How I created this website using Gitlab pipelines and Gitlab pages

Firstly I needed a simple site generator so I went over to Jekyll found here: Official site.

After running through the installation and local setup of the Ruby dependancies and tested commands that needed to be called, I started with the pipline.

  1. Created a Gitlab project and repository.
  2. Cloned the repository to my development machine
  3. Created the CI yml file that runs the builds.
  4. Commited and pushed to start the build.
  5. Setup the dns for the website
  6. Setup SSL for the website

Steps 1. => 2. are very well documented and I think should not be discussed.

3. .gitlab-ci.yml

This is the file that controls the build tasks and manages the artifcats that are created. The section to take note is:

script:
- mkdir .public
- docker run --rm --volume="$PWD:/srv/jekyll" jekyll/jekyll:3.8.5 jekyll build
- cp -r ./_site/* .public
- mv .public public

In the above section, the script tag is the section that will execute the work on the ‘runner’ which is the machine connected to Gitlab that does the actual work.

NOTE: I run the build in a Docker container, this is to remove the need to have anything installed on the runner.

Once the build has been completed I copy the output to a public folder and then attach the files as an artefact like so:

artifacts:
    paths:
    - public

That allows the files to be accessable to Gitlab to use for the pages feature.

Step 4. is a standard development requirement and will be explained more in detail with some tools and guidlines at a later time.

5. DNS

If you have a third party provider for your dns services the log on to the respective backend service portal and update the dns are per the documented IP addresses for the A record and add the txt record to allow the verfication of ownership to succeed.

gitlab-verify-dns

192.0.2.1 is the primary IP address that GitLab is listening to and 192.0.2.2 and 2001::2 are the secondary IPs where the GitLab Pages daemon listens on. If you don’t have IPv6, you can omit the IPv6 address.

For more inforation read: Gitlab Pages Admin

6. SSL

Finally one of the easiest ways to get a free ssl certificate for a site is to use letsencrypt.

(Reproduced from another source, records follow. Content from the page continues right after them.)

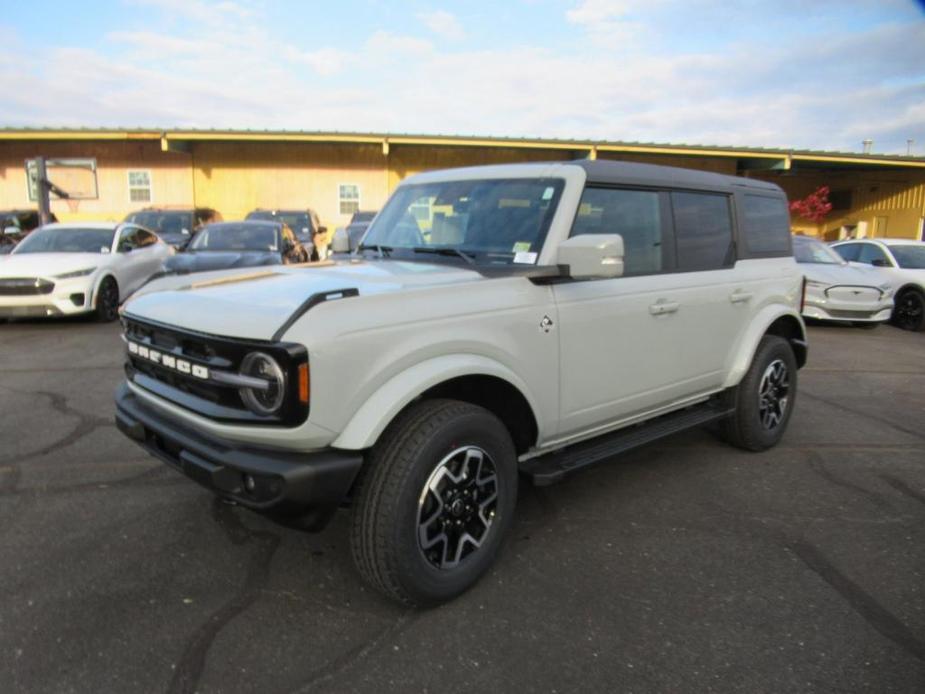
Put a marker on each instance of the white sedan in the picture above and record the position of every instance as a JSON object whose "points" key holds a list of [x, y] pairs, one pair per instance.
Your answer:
{"points": [[64, 269], [837, 291], [901, 262]]}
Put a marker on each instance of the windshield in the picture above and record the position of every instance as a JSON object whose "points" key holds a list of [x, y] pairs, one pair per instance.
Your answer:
{"points": [[67, 240], [909, 257], [493, 221], [235, 237], [163, 222], [299, 222], [811, 251]]}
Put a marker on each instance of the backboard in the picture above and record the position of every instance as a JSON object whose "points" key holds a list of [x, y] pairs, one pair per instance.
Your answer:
{"points": [[75, 177]]}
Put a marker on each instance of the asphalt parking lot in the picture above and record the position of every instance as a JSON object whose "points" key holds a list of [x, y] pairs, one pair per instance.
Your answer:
{"points": [[686, 566]]}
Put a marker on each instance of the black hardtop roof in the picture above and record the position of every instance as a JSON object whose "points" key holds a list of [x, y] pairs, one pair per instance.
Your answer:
{"points": [[283, 210], [246, 223], [623, 172]]}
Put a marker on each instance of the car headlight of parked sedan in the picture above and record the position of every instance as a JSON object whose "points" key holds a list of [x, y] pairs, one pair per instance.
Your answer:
{"points": [[75, 273]]}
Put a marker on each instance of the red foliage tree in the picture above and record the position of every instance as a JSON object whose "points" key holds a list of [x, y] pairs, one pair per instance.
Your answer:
{"points": [[814, 206]]}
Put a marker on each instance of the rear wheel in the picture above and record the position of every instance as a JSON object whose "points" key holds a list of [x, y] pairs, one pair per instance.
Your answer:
{"points": [[909, 311], [765, 397], [434, 502], [107, 301]]}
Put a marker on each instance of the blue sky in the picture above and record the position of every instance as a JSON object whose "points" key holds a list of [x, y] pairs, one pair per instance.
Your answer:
{"points": [[820, 75]]}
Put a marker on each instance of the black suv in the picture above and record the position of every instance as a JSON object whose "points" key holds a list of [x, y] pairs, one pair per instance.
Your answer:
{"points": [[304, 223], [175, 226]]}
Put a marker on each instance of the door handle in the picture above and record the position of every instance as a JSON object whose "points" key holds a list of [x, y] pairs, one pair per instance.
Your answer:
{"points": [[662, 307], [738, 296]]}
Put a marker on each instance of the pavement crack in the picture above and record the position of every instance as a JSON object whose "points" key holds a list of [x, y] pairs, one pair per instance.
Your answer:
{"points": [[865, 414], [356, 654], [903, 488], [9, 479], [189, 671], [818, 466], [86, 424], [860, 601]]}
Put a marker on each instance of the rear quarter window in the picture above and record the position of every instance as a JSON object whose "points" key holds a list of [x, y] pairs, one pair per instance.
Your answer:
{"points": [[703, 231], [767, 225]]}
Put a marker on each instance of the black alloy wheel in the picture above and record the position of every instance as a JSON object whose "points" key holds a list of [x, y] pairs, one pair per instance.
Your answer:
{"points": [[909, 311], [774, 394], [434, 502], [107, 301], [457, 507]]}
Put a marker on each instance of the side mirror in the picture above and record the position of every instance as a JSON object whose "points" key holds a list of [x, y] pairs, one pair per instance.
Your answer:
{"points": [[341, 241], [592, 256]]}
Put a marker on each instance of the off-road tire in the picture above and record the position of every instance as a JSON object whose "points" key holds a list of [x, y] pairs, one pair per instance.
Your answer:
{"points": [[909, 310], [385, 523], [745, 428], [107, 301]]}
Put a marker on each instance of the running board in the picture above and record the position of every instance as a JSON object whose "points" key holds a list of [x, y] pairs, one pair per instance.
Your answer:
{"points": [[551, 468]]}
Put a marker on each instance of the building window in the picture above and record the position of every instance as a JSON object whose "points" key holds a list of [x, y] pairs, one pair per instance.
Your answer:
{"points": [[139, 186], [349, 196]]}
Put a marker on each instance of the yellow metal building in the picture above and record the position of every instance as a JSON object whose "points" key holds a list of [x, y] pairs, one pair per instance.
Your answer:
{"points": [[336, 173]]}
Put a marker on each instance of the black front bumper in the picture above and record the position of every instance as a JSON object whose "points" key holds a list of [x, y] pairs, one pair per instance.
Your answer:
{"points": [[299, 488]]}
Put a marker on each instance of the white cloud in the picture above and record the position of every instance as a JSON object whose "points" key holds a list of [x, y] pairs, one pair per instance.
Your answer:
{"points": [[443, 24], [591, 13], [387, 45], [325, 61], [787, 92]]}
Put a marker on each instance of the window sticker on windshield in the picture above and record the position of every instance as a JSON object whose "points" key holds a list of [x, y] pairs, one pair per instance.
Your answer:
{"points": [[525, 257]]}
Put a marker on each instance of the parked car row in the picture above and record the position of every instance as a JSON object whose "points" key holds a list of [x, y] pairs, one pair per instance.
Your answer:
{"points": [[863, 281], [901, 262], [15, 225], [67, 269]]}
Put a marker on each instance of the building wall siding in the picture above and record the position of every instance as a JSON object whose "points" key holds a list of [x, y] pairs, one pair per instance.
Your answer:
{"points": [[237, 176], [171, 178]]}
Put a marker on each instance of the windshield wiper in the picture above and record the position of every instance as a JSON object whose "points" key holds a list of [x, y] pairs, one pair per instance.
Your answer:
{"points": [[383, 251], [468, 257]]}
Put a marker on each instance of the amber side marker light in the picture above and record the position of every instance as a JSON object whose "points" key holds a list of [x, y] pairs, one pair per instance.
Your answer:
{"points": [[303, 383]]}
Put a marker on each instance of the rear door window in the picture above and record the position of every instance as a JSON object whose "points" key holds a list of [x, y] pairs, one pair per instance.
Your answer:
{"points": [[703, 230]]}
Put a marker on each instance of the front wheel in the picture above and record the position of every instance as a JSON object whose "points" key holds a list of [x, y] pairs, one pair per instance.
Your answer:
{"points": [[764, 399], [909, 311], [434, 502], [107, 301]]}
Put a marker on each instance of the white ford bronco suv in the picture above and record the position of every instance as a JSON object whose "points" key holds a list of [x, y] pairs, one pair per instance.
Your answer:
{"points": [[529, 318]]}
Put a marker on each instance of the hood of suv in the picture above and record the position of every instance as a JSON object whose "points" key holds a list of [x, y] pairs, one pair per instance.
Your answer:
{"points": [[254, 304]]}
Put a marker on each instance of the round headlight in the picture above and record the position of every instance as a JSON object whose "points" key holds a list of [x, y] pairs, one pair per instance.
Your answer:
{"points": [[263, 401]]}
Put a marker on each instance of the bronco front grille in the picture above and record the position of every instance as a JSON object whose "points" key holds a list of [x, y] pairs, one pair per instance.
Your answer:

Based on the documentation found here: Certbot Manual, after installing cerbot you can follow the following:

sudo certbot certonly --standalone --preferred-challenges http -d example.com

When running the command, you will be prompted to enter an email address and agree to the terms of service. After doing so, you should see a message telling you the process was successful and where your certificates are stored:

Output
IMPORTANT NOTES:
- Congratulations! Your certificate and chain have been saved at
/etc/letsencrypt/live/example.com/fullchain.pem. Your cert will
expire on 2017-10-23. To obtain a new or tweaked version of this
certificate in the future, simply run certbot again with the
"certonly" option. To non-interactively renew *all* of your
certificates, run "certbot renew"
- Your account credentials have been saved in your Certbot
configuration directory at /etc/letsencrypt. You should make a
secure backup of this folder now. This configuration directory will
also contain certificates and private keys obtained by Certbot so
making regular backups of this folder is ideal.
- If you like Certbot, please consider supporting our work by:

Donating to ISRG / Let's Encrypt:   https://letsencrypt.org/donate
Donating to EFF:                    https://eff.org/donate-le

Now that you know where the certs are echo them out copy the values for the respective values and add them to gitlab.com for your domain.